テキストサイズ

近くて遠い

第4章 決意

「近くに来い」



広い部屋の中二人になると、有川様は低い声で私に命令した。



「はい…」



私は気まずく感じながら、有川様の隣に人一人分を開けてゆっくりと座った。




「もっとだ!」



有川様はまた頭ごなしに怒鳴るので身体がビクッと震える。


これ以上、近くに……?



「すみません…」



私は怯えながらまた少しだけ有川様に近付いた。
すると、有川様は背もたれから身体をお越し、私の腰に手を回す。



え?



「ったく、手間のかかるやつだ!」



「きゃっ」



有川様は乱暴に叫びながらものすごい力で私の身体をグイッと引き寄せた。



反動で身体が有川様の膝に身体が乗ってしまった。




「すっすみませんっ!!」



慌てて身体を起こすと有川様はその美しい顔を私に近付いた。



ドキッ…


全てを見透かしたようなその瞳に捉えられて息ができない。



「すみませんばかり言うなお前は。

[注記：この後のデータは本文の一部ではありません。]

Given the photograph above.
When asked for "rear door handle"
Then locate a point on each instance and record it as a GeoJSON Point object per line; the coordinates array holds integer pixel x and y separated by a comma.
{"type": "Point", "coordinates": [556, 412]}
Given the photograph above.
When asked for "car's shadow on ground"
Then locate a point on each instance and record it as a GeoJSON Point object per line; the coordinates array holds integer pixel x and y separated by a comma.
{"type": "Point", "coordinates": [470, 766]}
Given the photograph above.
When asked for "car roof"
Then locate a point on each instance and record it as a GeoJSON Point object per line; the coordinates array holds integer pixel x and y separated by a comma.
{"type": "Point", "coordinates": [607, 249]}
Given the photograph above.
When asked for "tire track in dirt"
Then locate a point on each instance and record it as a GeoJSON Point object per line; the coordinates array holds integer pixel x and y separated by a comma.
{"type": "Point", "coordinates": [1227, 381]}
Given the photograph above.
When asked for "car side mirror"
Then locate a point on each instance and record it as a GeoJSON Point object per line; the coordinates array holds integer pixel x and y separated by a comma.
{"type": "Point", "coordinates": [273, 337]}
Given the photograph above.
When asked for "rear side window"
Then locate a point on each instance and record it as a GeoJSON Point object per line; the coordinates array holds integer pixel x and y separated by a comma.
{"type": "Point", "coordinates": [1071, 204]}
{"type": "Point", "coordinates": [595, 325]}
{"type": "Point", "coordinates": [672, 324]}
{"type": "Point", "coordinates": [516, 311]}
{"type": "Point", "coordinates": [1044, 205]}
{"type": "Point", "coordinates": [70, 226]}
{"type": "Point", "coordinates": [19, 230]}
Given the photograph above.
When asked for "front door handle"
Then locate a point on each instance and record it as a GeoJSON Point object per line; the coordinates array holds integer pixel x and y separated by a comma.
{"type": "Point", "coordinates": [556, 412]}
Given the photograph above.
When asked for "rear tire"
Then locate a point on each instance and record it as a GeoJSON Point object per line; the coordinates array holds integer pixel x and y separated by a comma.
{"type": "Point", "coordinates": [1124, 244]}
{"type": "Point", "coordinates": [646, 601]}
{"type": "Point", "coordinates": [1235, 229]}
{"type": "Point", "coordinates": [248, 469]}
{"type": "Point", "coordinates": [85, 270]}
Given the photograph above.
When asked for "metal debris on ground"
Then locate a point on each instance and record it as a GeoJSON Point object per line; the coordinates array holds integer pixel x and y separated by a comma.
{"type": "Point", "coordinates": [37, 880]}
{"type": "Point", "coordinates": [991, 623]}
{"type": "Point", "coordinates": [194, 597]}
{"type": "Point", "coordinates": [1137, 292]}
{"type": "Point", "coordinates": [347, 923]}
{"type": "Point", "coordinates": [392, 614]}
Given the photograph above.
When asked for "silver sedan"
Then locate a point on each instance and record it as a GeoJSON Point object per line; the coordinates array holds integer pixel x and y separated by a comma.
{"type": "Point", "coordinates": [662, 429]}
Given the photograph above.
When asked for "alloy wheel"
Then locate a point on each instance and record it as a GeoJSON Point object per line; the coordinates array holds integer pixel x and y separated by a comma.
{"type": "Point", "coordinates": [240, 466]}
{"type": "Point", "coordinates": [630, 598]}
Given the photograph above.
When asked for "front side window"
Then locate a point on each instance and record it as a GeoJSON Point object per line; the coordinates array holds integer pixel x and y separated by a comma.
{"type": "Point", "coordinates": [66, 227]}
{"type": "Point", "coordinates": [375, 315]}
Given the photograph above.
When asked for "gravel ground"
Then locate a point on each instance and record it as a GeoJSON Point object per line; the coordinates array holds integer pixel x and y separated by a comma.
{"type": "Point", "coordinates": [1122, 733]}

」



「すみません……」



あ、また言っちゃった。



まずいと思いすぐに口を手で覆う私を有川様はなにも言わずに眺めていた。



気まずい雰囲気が流れる中、コンコンとドアをノックする音が響く。


誰だろうっ…



「失礼します」


私がドキドキとする中で上品な声が聞こえてきた。





「なんだ」



「お久しぶりです、有川様。うちの新人がご迷惑をおかけしたとか。
申し訳ございません。」



あ…
この淑やかな声…



幸ママだ…



私はようやく現れた幸ママの姿を見て安堵の気持ちが溢れた。



「全くだ。
氷をぶちまけられた上、酒を作れと言っても、近くに来いと言っても、すみませんすみませんばかりだ。」



っ…



私はまたすみませんといいそうになるのを堪えて下を見た。